Vive a dicotomia insolúvel de sediar a mais importante mostra de arte contemporânea do mundo (a documenta, realizada a cada cinco anos) e, ao mesmo tempo, ser uma cidadezinha pequena, perdida no meio da Alemanha. Cercada de magníficas florestas, de altos pinheiros plantados ordenadamente ao longo de um riozinho de águas aparentemente límpidas, ela esconde, além de seus horizontes bucólicos, um passado dramático, ainda crispado na memória de todos.

Em telas como a de titulo Sombrios tornaram-se os dias, José De Quadros remete a esse passado turvo da cidade. Alude à tristemente célebre Noite dos Cristais (Reichskristallnacht) de 9 de novembro de 1938, quando todas as sinagogas da Alemanha foram destruidas pelo vandalismo e pelo fogo dos nazistas. Foi em Kassel que a primeira sinagoga foi queimada, como modelo e inicio do período de perseguição e extermínio mais feroz do povo judeu. Também foi em Kassel que a aviação britânica despejou toneladas de bombas incendiárias que causaram 14.000 mortos. As idílicas florestas de Kassel estão plantadas em solo impregnado de dor e de cinzas.

Seriam as florestas do final da vida de Segall, ainda que fossem de Campos do Jordão, reminiscências da infância e adolescência no Báltico?, indaga-se José De Quadros. Florestas idílicas escondendo um travo amargo da memória de imigrante judeu? É nestas florestas que Segall exercita seu olhar estrangeiro, a descobrir fascínio na diversidade.

A calma de Campos do Jordão envolve em algodão a lâmina da memória da guerra.

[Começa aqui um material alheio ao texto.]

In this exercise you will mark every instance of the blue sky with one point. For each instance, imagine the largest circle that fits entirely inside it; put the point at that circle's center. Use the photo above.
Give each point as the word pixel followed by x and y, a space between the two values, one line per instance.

O olhar estrangeiro de José De Quadros sobre as florestas de Kassel, por sua vez, trabalha em sentido contrário. Desenterra da cena pacífica um passado não vivido, que projeta seu gume afiado em sombras sobre o duro oficio de viver. Uma paisagem onde a figura está antes, abaixo ou após as árvores. Sujeito oculto. Tragédia partilhada.